DARC Ethiophile Chronicles
On November 24, 1865 Mississippi enacted a series of restrictive laws known as "black codes," which were designed to restrict freed blacks' activity and ensure their availability as a labor force now that slavery had been abolished.
For instance, many states required blacks to sign yearly labor contracts; if they refused, they risked being arrested as vagrants and fined or forced into unpaid labor. Northern outrage over the black codes helped undermine support for Johnson's policies, and by late 1866 control over Reconstruction had shifted to the more radical wing of the Republican Party in Congress.

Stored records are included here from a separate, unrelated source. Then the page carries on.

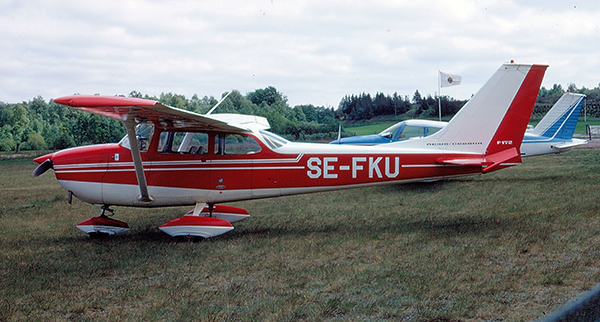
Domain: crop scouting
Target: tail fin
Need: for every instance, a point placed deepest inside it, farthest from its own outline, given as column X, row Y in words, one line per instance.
column 495, row 118
column 561, row 119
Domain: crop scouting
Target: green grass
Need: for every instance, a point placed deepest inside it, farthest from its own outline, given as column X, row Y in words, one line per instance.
column 511, row 245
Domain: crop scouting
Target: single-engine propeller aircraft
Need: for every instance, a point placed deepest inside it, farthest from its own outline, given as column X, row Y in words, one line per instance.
column 172, row 157
column 553, row 134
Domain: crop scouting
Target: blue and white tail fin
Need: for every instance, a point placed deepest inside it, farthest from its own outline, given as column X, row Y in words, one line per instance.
column 561, row 120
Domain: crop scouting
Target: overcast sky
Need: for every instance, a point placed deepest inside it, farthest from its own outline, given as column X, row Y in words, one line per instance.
column 312, row 51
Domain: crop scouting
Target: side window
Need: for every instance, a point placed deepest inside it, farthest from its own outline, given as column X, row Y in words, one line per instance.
column 412, row 132
column 183, row 142
column 235, row 144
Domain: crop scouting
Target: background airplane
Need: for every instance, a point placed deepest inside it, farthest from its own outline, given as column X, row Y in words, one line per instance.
column 173, row 157
column 553, row 134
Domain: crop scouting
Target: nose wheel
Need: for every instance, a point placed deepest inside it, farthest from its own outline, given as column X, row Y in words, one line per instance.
column 103, row 225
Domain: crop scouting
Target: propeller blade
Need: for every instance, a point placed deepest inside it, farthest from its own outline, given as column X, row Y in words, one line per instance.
column 43, row 167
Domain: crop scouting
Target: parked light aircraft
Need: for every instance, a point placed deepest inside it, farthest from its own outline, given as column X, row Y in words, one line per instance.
column 553, row 134
column 172, row 157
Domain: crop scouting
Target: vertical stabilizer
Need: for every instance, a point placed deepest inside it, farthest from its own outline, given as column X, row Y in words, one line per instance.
column 561, row 119
column 495, row 118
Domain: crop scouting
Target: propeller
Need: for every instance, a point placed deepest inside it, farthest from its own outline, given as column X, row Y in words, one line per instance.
column 43, row 167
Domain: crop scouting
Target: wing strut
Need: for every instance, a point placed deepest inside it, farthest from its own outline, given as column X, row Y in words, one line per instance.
column 137, row 162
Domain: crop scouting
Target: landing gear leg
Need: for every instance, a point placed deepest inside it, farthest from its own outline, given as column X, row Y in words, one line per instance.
column 106, row 208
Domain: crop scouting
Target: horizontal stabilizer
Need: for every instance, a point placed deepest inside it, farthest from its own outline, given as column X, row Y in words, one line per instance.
column 503, row 159
column 570, row 144
column 477, row 162
column 489, row 163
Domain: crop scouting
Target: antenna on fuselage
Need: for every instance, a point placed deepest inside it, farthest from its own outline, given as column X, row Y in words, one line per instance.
column 219, row 103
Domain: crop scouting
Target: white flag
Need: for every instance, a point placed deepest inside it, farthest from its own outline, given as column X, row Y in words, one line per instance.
column 449, row 79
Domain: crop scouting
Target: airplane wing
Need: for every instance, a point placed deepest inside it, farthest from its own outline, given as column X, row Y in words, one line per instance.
column 131, row 111
column 128, row 109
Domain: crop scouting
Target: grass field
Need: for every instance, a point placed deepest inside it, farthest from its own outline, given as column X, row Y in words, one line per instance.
column 507, row 246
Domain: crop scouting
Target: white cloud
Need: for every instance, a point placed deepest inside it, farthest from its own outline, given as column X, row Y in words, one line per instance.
column 311, row 51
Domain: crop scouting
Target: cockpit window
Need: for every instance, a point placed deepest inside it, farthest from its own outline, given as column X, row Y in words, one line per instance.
column 235, row 144
column 183, row 142
column 273, row 140
column 143, row 133
column 412, row 132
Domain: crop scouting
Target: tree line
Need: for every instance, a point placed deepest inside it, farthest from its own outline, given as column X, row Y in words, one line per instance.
column 38, row 125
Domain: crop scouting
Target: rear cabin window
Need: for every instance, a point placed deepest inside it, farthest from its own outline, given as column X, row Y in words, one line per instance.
column 235, row 144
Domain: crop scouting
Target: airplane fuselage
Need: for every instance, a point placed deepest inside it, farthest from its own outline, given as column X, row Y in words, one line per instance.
column 104, row 174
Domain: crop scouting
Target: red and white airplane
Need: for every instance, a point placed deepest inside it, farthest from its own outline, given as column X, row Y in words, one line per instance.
column 173, row 157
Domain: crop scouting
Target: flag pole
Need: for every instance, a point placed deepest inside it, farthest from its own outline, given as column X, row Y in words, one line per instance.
column 440, row 94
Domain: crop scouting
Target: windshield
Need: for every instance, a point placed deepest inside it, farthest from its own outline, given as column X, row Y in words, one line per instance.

The so-called "Black Codes" also barred blacks from jury service, testifying against whites in trials, bearing arms and attending white schools.
Also on the 24th of November in 2005 South African President Thabo Mbeki hails Liberian President Ellen Johnson-Sirleaf for making history by becoming Africa's first elected woman president in post-war elections. Mbeki said President Sirleaf's election signaled a "new dawn for African women". President Sirleaf, a 67-year old Harvard-educated technocrat, defeated football legend George Weah who secured only 40,6% of the votes. Though international observers declared the elections free and fair, minor irregularities were reported. President Sirleaf faced the daunting task of reviving Liberian economy, which has been brought to its knees by fourteen years of civil war.